The bosses behind the social media site Twitter are to be called in front of British lawmakers after a string of high-profile women were subjected to threats of rape and other vile abuse on the social networking site.
The country's "Culture, Media and Sport" parliamentary committee will ask representatives of the site to explain how it intends to protect users from harassment or abusive behavior, its chairman said Tuesday.
The action comes after campaigner Caroline Criado-Perez received a barrage of threats to rape and kill her following a campaign to have a woman's picture printed on a new banknote. Her success led to the announcement last week that Pride and Prejudice author Jane Austen will grace England’s ten pound notes starting in 2017.

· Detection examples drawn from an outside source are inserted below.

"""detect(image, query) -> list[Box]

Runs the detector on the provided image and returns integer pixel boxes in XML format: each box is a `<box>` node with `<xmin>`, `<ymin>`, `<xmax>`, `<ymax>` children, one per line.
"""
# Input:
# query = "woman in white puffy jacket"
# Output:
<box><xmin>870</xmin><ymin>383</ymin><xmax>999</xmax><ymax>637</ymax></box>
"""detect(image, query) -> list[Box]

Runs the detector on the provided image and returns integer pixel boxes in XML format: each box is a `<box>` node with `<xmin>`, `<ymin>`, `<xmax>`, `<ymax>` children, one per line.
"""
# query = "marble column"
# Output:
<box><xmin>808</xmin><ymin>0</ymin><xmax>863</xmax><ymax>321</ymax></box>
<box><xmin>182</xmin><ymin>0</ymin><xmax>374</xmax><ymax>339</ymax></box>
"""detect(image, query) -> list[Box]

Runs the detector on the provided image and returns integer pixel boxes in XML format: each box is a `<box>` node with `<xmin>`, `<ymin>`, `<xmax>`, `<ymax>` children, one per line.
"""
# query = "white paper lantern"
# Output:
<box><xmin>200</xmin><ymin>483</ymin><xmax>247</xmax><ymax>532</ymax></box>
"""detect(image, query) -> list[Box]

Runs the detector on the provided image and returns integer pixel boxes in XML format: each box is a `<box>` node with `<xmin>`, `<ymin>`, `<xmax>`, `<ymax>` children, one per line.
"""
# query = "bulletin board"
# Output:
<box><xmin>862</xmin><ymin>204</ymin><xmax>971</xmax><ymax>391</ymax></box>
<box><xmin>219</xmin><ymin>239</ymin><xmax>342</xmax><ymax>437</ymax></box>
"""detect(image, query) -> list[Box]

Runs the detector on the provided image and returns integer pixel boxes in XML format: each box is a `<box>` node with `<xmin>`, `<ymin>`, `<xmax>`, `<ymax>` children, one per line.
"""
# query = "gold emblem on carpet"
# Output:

Women who spoke out on Twitter in support of Criado-Perez were subjected to similar abuse. Stella Creasy, an opposition Labour Party lawmaker, was twice threatened with rape late Monday.
London’s Metropolitan Police said Tuesday it was investigating "an allegation of malicious communications" against Creasy.
Detectives have also arrested and questioned a 21-year-old man from Manchester over some of the messages sent to Criado-Perez. And on Tuesday authorities in London said they had also arrested at 25-year-old man for threats against the women.
The two Twitter accounts — @rapey1 and @KJHUJGYFTRRFYGH — that tweeted threats to sexually assault Creasy were suspended Tuesday.
Although it is not the first public outcry over online bullying, the depth of the misogyny and sexual violence used in the latest episode has appalled and infuriated users.
"When women get it, it's just because they're women who are speaking out,” Caroline Criado-Perez told NBC News’ partner Channel 4 news. “It's not to say men don't get abuse — but it's the type of abuse and the meaning behind it, the desire behind it — which is to shut us up.”
An online petition urging Twitter to introduce a ‘report abuse’ function received almost 90,000 endorsements less than 72 hours after it was set up.
In response, Twitter said it would include a button for reporting abuse within every tweet — a function already available on its iPhone app.
In a Monday blog post entitled “We hear you,” Twitter's senior director of trust and safety, Del Harvey, said it was "not blind to the reality" that some users would use the service to post abuse.
Twitter’s spokespeople did not respond to a request for a comment from NBC News on Tuesday.
The U.K. parliament’s Culture, Media and Sport Committee had already planned to investigate the wider issue of online abuse in October. However, committee chairman and lawmaker John Whittingdale said Tuesday that among a number of social media brands would be now called to appear at the inquiry, including those from Twitter.
Yvette Cooper, Shadow Home Secretary for the opposition Labour Party, wrote to Twitter’s UK bosses on Sunday criticizing their “inadequate” measures to tackle the problem.
“I urge you to go further and ensure that Twitter carries out a full review of all its policies on abusive behavior, threats and crimes, including more help for Twitter users who experience abuse, a clear complaints process and clear action from Twitter to tackle this kind of persecution,” she wrote.
Writer Laurie Penny is among other women to have received rape threats on Twitter.
“Businesswomen, women who play games online and schoolgirls who post video-diaries on YouTube have all been subject to campaigns of intimidation designed to drive them off the internet, by people who seem to believe that the only use a woman should make of modern technology is to show her breasts to the world for a fee,” she said in an article about her experiences.
The misogyny storm follows similar public disgust in Britain over racist messages sent to black soccer players and deaths threats sent to U.K. Olympic diving bronze medal winner Tom Daley.
However, the sheer volume of material posted by users — 400 million tweets are posted worldwide every day — creates a logistical hurdle in attempts to eradicate malicious messages.
It also poses a headache for law enforcement officials in deciding whether online abuse should trigger prosecution, or simply be ignored.
“I think we’re in the very early stages of figuring out how this type of thing should be handled from a social point of view, a cultural point of view, and an enforcement point of view,” said Jeremy Caplan, a professor at the City University of New York graduate school of journalism. “The challenge is balancing the openness of the platform with the platform’s increasing power and significance as an international communications medium.”
Texas teenager Justin Carter spent nearly five months in jail held on $500,000 bond after posting on Facebook, two months after the Sandy Hook massacre, that he was thinking he would “shoot up a kindergarten,” which his attorney says was “clearly sarcasm.”
David Allen Green, lawyer at firm Preiskel & Co, successfully overturned a conviction and $3,000 fine imposed on a British passenger who Tweeted a joke about blowing up a snow-closed airport.
He said the abuse against Criado-Perez was “clearly vile,” but added: “There is a consensus that something must be done but there are no easy solutions. It is important that we don’t rush into a solution that creates more problems.”
Whittingdale, the lawmaker, acknowledged the challenges, but said: “Just because it’s hard, doesn’t mean we shouldn’t try to tackle it.”